Still waiting to get something back from Charles Sturt University. For those not in the know, a qualified ambulance officer here in New South Wales, Australia, holds a Diploma of Pre-Hospital Science. This is obtained by the completion of nearly four months of classroom lectures, practical examinations, clinical examnination interdisperced with three years of Road time as a functioning officer and self directed distance education.
With a push by University's to sell their own courses they have convinced more and more Ambulance Services that a Graduate or Degree level should be entry level as a qualified officer. So you could therefore be seen by an amblance officer who has no real-life experience with the On-Road aspect of this job. There's a lot of 'Spider Sense' in this job, we have to enter some very suspect dark alleys and homes and Dr Gregory House is right, "Patients Do LIE". Anyway I'm attempting to gain some Recognised Prior Learning (RPL) and complete what should be less than 50% of the CSU Batchelor of Clinical Prastice, then I'll have a degree.

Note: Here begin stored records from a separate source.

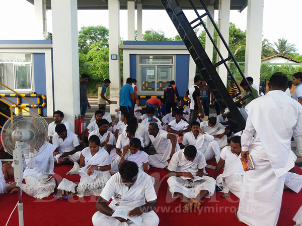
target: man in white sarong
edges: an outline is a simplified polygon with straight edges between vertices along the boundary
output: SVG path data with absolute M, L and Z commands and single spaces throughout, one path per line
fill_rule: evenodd
M 99 129 L 93 131 L 88 137 L 88 139 L 92 135 L 97 135 L 100 139 L 100 146 L 104 148 L 110 155 L 111 160 L 113 161 L 117 155 L 115 151 L 116 141 L 113 134 L 109 130 L 109 122 L 105 119 L 102 119 L 98 122 Z
M 216 117 L 210 117 L 208 121 L 201 122 L 200 129 L 207 134 L 213 135 L 220 148 L 228 145 L 226 135 L 230 133 L 230 130 L 217 122 Z
M 126 129 L 129 125 L 134 125 L 136 128 L 136 132 L 135 133 L 141 137 L 143 140 L 143 144 L 145 148 L 150 143 L 150 138 L 149 138 L 149 133 L 148 129 L 142 126 L 141 123 L 137 123 L 137 120 L 134 117 L 131 117 L 127 121 L 127 125 L 124 128 L 123 133 L 126 133 Z
M 99 127 L 98 127 L 98 122 L 103 119 L 103 112 L 100 110 L 97 110 L 95 112 L 94 116 L 95 120 L 90 121 L 90 123 L 89 123 L 89 124 L 88 124 L 88 126 L 86 129 L 85 129 L 85 130 L 83 132 L 81 138 L 80 144 L 82 147 L 84 147 L 84 143 L 88 144 L 88 139 L 86 138 L 86 134 L 87 134 L 87 133 L 90 133 L 99 128 Z
M 70 130 L 69 123 L 68 122 L 65 122 L 64 119 L 64 113 L 60 110 L 56 110 L 53 114 L 53 122 L 48 125 L 48 136 L 50 137 L 49 142 L 52 142 L 52 137 L 55 133 L 55 127 L 57 125 L 60 123 L 64 124 L 66 126 L 66 129 L 68 131 Z
M 284 92 L 287 84 L 285 75 L 274 74 L 269 92 L 246 107 L 241 156 L 249 154 L 255 169 L 244 174 L 237 215 L 248 225 L 276 225 L 285 174 L 294 166 L 290 139 L 302 137 L 302 106 Z
M 169 164 L 167 182 L 170 192 L 173 198 L 179 198 L 185 203 L 185 211 L 194 206 L 199 209 L 201 199 L 214 194 L 215 180 L 203 176 L 206 165 L 204 156 L 193 145 L 174 154 Z M 194 179 L 199 179 L 194 182 Z
M 176 137 L 160 130 L 156 123 L 150 124 L 148 131 L 149 137 L 156 154 L 149 156 L 148 164 L 154 167 L 167 169 L 168 160 L 175 152 L 180 150 Z
M 151 123 L 156 123 L 160 130 L 162 130 L 162 122 L 159 119 L 154 116 L 154 109 L 148 108 L 147 110 L 147 118 L 142 121 L 141 125 L 147 129 L 149 128 L 149 124 Z
M 153 210 L 157 205 L 157 197 L 151 177 L 138 170 L 136 163 L 123 162 L 119 172 L 108 180 L 97 202 L 98 210 L 92 217 L 94 226 L 135 225 L 131 220 L 139 221 L 141 226 L 157 226 L 160 219 Z M 107 202 L 112 201 L 109 205 Z M 145 201 L 146 200 L 146 202 Z M 115 211 L 125 209 L 130 219 L 112 216 Z
M 167 132 L 176 136 L 178 143 L 181 143 L 184 134 L 191 131 L 191 128 L 188 123 L 182 119 L 182 111 L 181 110 L 178 110 L 175 114 L 175 119 L 170 122 Z
M 164 124 L 164 129 L 165 130 L 167 130 L 169 124 L 175 119 L 175 112 L 178 110 L 178 108 L 177 107 L 172 107 L 172 111 L 170 113 L 166 115 L 162 119 L 162 122 Z
M 138 138 L 140 140 L 141 147 L 144 148 L 143 139 L 140 136 L 136 134 L 136 127 L 134 125 L 129 125 L 127 126 L 126 133 L 122 133 L 119 137 L 116 142 L 115 145 L 115 151 L 117 156 L 112 162 L 111 164 L 111 169 L 110 173 L 115 173 L 118 171 L 118 164 L 119 163 L 122 154 L 123 148 L 130 143 L 130 141 L 133 138 Z
M 55 132 L 56 134 L 52 139 L 52 144 L 56 148 L 53 152 L 53 156 L 61 155 L 57 161 L 58 164 L 79 162 L 81 150 L 77 135 L 67 131 L 64 124 L 57 125 Z
M 181 148 L 184 148 L 187 145 L 193 145 L 198 151 L 202 153 L 205 161 L 211 161 L 214 157 L 218 163 L 220 151 L 218 143 L 214 140 L 214 137 L 202 131 L 199 128 L 199 123 L 197 122 L 191 123 L 191 132 L 186 133 L 184 135 Z

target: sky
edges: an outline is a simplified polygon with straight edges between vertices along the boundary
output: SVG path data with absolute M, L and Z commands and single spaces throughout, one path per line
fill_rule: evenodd
M 286 4 L 284 3 L 286 3 Z M 284 38 L 288 42 L 296 45 L 298 52 L 302 54 L 302 29 L 300 21 L 301 0 L 264 0 L 263 35 L 271 43 Z M 195 19 L 192 12 L 185 12 Z M 156 16 L 155 16 L 156 15 Z M 245 30 L 247 26 L 247 8 L 242 13 L 232 11 L 230 21 L 236 27 Z M 47 31 L 52 32 L 51 11 L 46 13 Z M 127 11 L 120 13 L 120 36 L 126 40 Z M 214 20 L 218 19 L 218 11 L 215 11 Z M 26 0 L 0 0 L 0 40 L 34 39 L 34 7 Z M 135 23 L 136 23 L 135 15 Z M 82 26 L 102 25 L 108 27 L 107 10 L 79 10 L 78 25 L 80 30 Z M 136 27 L 135 25 L 135 29 Z M 164 10 L 143 10 L 142 30 L 152 29 L 164 31 L 168 37 L 174 37 L 177 32 Z

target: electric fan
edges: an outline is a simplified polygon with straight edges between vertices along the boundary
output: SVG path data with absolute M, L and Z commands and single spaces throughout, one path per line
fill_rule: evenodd
M 23 225 L 23 203 L 21 184 L 23 179 L 23 161 L 41 153 L 49 141 L 48 125 L 38 115 L 23 112 L 9 119 L 1 132 L 1 142 L 6 152 L 14 157 L 14 175 L 18 186 L 19 225 Z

The Tasmanian job was affected by this entry level qualification fruckis and they've cancelled the application process and are going to re-advertise the positions sometime but I'm not waiting for them, apart from the CSU course, I have applied for a ten week online course on Scene Management and participation in an Expanded Decision Making course for NSW Health.

So as Ambowife would agree, I've been keeping myself busy and active and now I have this platform to waffle from, Ha, Ha, Ha,(manical laugh)

Till later

1 comment:

  1. LOL I LOVE HOUSE and yes patients do lie. But not me lol. I don't really, I got put into respiratory arrest sseveral years ago because apparently even though I am not allergic to shellfish I am allergic to the injectable dye they use for CT scans. It wasn't a pretty sight, they had to stabilize me three times before getting me into the ambulance. On the way to the hospital the medic says to me "I am going to give you epinephrine it will make you race a bit" I chuckled and said no it won't. He looked at me as if to say I had no clue and said yes it will. I said OK. He chuckled then and after a minute checked my pulse and respiration and his jaw hit the floor. "I've never seen that" was all he could say lol. So we don't ALWAYS lie. Sorry to hijack your post lol.